What is the Square Root of -12?
The square root is the inverse of the square of the number.
Since -12 is a negative number, its square root is not a real number. Instead, it is expressed in terms of imaginary numbers.
The square root of -12 can be expressed as √(-12) = √(12) × √(-1) = 2√3i, where 'i' is the imaginary unit, defined as √(-1).
Finding the Square Root of -12
To find the square root of -12, we need to use complex numbers.
The square root of -12 can be expressed in terms of its real and imaginary components.
Here, we will explore the method to derive the square root of -12:
1. Identify the real square root of the positive component, 12.

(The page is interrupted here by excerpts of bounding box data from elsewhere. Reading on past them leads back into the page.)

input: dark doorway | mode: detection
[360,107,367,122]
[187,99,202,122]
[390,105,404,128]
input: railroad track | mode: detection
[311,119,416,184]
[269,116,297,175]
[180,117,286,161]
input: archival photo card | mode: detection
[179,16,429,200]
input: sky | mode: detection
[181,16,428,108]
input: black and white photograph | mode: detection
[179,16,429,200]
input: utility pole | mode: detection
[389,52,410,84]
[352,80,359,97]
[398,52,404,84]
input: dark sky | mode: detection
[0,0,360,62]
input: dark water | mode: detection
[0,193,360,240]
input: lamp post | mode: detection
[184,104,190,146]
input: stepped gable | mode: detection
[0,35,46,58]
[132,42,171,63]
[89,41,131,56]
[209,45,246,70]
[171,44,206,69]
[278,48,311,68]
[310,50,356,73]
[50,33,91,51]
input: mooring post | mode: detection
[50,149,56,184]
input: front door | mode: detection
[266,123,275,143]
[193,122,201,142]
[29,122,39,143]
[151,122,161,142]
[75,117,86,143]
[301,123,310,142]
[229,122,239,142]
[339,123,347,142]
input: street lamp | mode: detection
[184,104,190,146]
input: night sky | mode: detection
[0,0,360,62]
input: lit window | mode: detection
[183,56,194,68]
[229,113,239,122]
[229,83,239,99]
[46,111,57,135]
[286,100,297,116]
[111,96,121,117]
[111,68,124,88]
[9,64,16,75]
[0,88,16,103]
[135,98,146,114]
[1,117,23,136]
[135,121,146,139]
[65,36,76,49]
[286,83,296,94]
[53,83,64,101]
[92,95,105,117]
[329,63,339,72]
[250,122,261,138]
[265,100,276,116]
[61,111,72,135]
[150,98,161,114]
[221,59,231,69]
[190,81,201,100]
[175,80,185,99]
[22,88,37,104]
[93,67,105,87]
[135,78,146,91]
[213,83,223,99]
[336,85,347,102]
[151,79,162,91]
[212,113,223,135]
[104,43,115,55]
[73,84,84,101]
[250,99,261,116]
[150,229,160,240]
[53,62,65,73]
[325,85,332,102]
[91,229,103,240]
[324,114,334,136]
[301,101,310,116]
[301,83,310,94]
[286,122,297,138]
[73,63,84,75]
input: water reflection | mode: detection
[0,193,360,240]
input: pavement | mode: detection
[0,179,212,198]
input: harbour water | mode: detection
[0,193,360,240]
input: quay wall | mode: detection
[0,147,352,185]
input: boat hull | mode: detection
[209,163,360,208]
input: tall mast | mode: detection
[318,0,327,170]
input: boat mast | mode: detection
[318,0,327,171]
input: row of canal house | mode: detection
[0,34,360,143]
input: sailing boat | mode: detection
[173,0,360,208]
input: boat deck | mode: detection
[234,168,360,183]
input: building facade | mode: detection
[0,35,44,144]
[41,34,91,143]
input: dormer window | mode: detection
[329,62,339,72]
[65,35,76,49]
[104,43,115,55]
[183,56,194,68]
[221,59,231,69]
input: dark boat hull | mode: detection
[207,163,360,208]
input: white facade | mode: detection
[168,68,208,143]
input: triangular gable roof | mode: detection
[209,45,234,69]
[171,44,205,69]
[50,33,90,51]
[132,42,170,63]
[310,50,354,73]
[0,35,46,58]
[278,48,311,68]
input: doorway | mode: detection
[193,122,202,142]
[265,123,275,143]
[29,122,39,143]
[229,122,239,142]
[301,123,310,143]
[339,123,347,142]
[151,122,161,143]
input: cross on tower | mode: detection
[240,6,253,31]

2. Multiply the result by the imaginary unit 'i' to account for the negative sign.
Square Root of -12 by Prime Factorization Method
The prime factorization method is used to simplify the positive part of the number before introducing the imaginary unit.
Let's explore how this works with -12:
Step 1: Factorize the positive component, 12, into its prime factors. Breaking it down, we get 2 × 2 × 3 = 2² × 3.
Step 2: Express the square root of 12. √12 = √(2² × 3) = 2√3.
Step 3: Introduce the imaginary unit for the negative sign. √(-12) = √12 × √(-1) = 2√3 × i = 2√3i.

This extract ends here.